With feed accounting for more than 50% of the cost in fish farming, Murdoch believes the camera operator, who is in control of the feed, has the most important job on the farm.
On a global level last year, Mowi used 1.14kg of feed to grow 1kg of salmon, according to its annual report.
More fish out than in
Mowi’s fish in-fish out (FIFO) ratio, which expresses the number of kilograms of wild fish it takes to produce 1kg of salmon, was 0.75 last year (0.73 in 2017), meaning that a smaller volume of fish was caught for Mowi’s feed than was produced by its farms.
The FIFO ratio refers specifically to forage fish caught for the purpose of producing fish feed and does not include trimmings from other fish products which are used to supplement the fish meal and fish oil in salmon diets.
In 2018 Mowi used 43,397 tonnes of blue whiting, capelin, Atlantic herring, North Sea herring, Norwegian spring spawning herring, sprat, pout, sand eel and trimmings from mackerel, capelin and herring – all sourced from the north-east Atlantic - plus 3,111 tonnes of Gulf menhaden from the USA, to produce its fishmeal.

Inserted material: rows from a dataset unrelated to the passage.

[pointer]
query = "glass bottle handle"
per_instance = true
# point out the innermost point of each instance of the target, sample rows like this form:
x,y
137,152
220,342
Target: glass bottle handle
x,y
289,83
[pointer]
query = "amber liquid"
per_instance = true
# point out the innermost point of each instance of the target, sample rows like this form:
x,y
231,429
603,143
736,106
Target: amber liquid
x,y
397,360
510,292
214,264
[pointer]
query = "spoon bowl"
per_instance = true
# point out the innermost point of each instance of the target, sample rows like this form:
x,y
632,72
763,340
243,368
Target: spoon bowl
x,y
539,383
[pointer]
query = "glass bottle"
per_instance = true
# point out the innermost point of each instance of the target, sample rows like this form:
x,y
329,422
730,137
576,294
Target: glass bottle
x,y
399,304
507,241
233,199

Most of the 36,123 tonnes of fish, including trimmings, used to produce fish oil for its feed came from the US (10,422 tonnes of Gulf menhaden), Mauritania (8,147 tonnes of sardinella), Iceland and Denmark (7,324 tonnes of blue whiting, capelin, North Sea herring, Baltic herring, Norway pout, sprats and trimmings from mackerel, cod and herring) and Turkey (6,255 tonnes of European anchovy). The remainder came from Peru.